Kim Dotcom is certainly not a man to take attacks on him lightly. That's why when the FBI, in conjunction with local police, seized the MegaUpload servers and raided his Australian home, claiming that the service was a 'safe haven for piracy', Dotcom hit back hard and defiant, quickly setting up a new, more secure, file sharing service called Mega.

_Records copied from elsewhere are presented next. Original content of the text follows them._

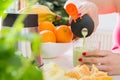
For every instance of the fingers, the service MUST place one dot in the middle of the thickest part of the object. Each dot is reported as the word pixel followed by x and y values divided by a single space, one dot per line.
pixel 96 53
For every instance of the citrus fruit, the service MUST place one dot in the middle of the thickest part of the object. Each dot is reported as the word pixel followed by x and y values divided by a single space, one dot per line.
pixel 47 36
pixel 63 34
pixel 46 26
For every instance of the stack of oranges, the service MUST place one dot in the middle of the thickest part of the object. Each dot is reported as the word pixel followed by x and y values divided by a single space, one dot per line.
pixel 50 33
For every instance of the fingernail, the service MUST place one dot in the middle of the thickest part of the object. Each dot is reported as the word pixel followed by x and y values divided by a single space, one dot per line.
pixel 79 14
pixel 80 59
pixel 84 53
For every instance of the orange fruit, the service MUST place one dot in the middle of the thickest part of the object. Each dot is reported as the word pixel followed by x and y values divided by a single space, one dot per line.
pixel 63 34
pixel 47 36
pixel 46 26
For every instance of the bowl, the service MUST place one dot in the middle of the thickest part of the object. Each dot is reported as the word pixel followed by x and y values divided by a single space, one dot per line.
pixel 53 50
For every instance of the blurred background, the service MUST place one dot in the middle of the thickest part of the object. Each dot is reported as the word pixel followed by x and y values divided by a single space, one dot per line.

Mega is like MegaUpload on steroids. More space, more security, much more excitement surrounding the launch. In the early hours after public registration opened, Dotcom reported the the servers were under extreme load and that the service had signed up more than 1.1 million users.
And the frenzy continues.
With Mega, Dotcom hopes to create a service that is resistant to attacks like the one against MegaUpload. User data is encrypted using a 2048 RSA encryption key that only the user possesses, accounts get up to 50 gigabytes of free space, and the service has more bandwidth than the entire country of New Zealand. Dotcom seems determined to do everything right with Mega that he did wrong with MegaUpload and both the public and tech press seem to agree that he's doing an amazing job so far.
Will Mega suffer the same fate as MegaUpload? Possibly. But this time, it's going to be a whole lot harder for law enforcement to prove piracy and to pin it on Dotcom or his service.
Defiant, angry, brilliant. Kim Dotcom is ready to rock.